La bohemia o lo que en el siglo XIX se conoció como el “mal del siglo” llevó a muchos escritores al suicidio o a la indigencia, dejando a menudo obras inconclusas y mediocres. Al mismo tiempo, entronizó una imagen del escritor y el poeta como seres degradados por su afición a la literatura misma. Marginales. Incluso, suele argumentarse a veces que el “poder creador” de la bohemia se prueba con las innumerables historias de las tertulias o algunas veladas literarias en cafés o tabernas famosas, y cómo algunos de sus asiduos son considerados hoy íconos de la literatura universal. Lo que se omite es que estos concurrieron a ellas, no porque allí encontraran su fuerza creadora, sino porque los asistentes se convertían en validadores o impulsores de esas obras. Todos esos escritores comprendían que la escritura es un ejercicio solitario, individual, pero que no puede serlo la publicación y la distribución de los libros. Es necesario conformar círculos literarios, para que las obras tengan resonancia y reconocimiento, al margen de los grandes sistemas editoriales.

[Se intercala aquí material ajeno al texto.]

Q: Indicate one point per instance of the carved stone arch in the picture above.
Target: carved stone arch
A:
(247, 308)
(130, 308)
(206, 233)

Además de recomendar la lectura del libro, traigo a colación este tema para referirme a la importancia de que el escritor reflexione sobre aquello que le otorga su prestigio. El reconocimiento de un poeta no tiene su origen en las ventas, al contrario. Los libros de muchos de los escritores de la región se han agotado en las instituciones educativas y aun así su prestigio es casi nulo. Seguramente no se trata de falta de mérito o de la calidad, aspecto que deberán discutir quienes se interesan por imponer su gusto literario, sino de que las personas de esas instituciones no hacen eco de esas lecturas. El escritor no debe usurpar el papel del vendedor que busca sus clientes puerta a puerta. Debe preocuparse, más bien, por unirse con otros como él, con intereses similares, pues serán estos quienes se encarguen de validar las obras ante el público. Ellos constituyen su red, su espacio de sociabilidad literaria, capaz de señalar las virtudes y las falencias de su obra. Es el prestigio del escritor o de sus ideas el que motiva la lectura y el reconocimiento.

Señalando la importancia de los pequeños periódicos y las revistas a la hora de crear redes que permitían la legitimación de las obras y los escritores en el siglo XIX, dice Juan Zapata: “Frente al anonimato del mercado y ante el silencio de las instancias de consagración tradicionales, estas redes de sociabilidad se constituyeron como espacios de autolegitimación alternativos en los que prevalecía el juicio de sus pares (“los miembros de la tribu”) sobre el juicio del público, de la crítica autorizada o de la Academia. Fueron estos lazos de convivialidad, irrigados por la prensa y los placeres de la conversación, los que permitieron que surgiera una literatura relativamente autónoma de las presiones ejercidas por el mercado y por la industrialización progresiva de las prácticas literarias”.

Quizá en el ámbito regional, donde las dinámicas editoriales no responden a las lógicas del mercado, lo que esté haciendo falta sea la constitución de cada vez más grupos literarios, aglutinados en medios de difusión de toda índole, que hagan colectivas unas obras que se han creado en soledad, sin eco alguno a nivel de la ciudad, la región o el país. No hay que olvidar que el escritor es un solitario, pero el autor es una construcción colectiva.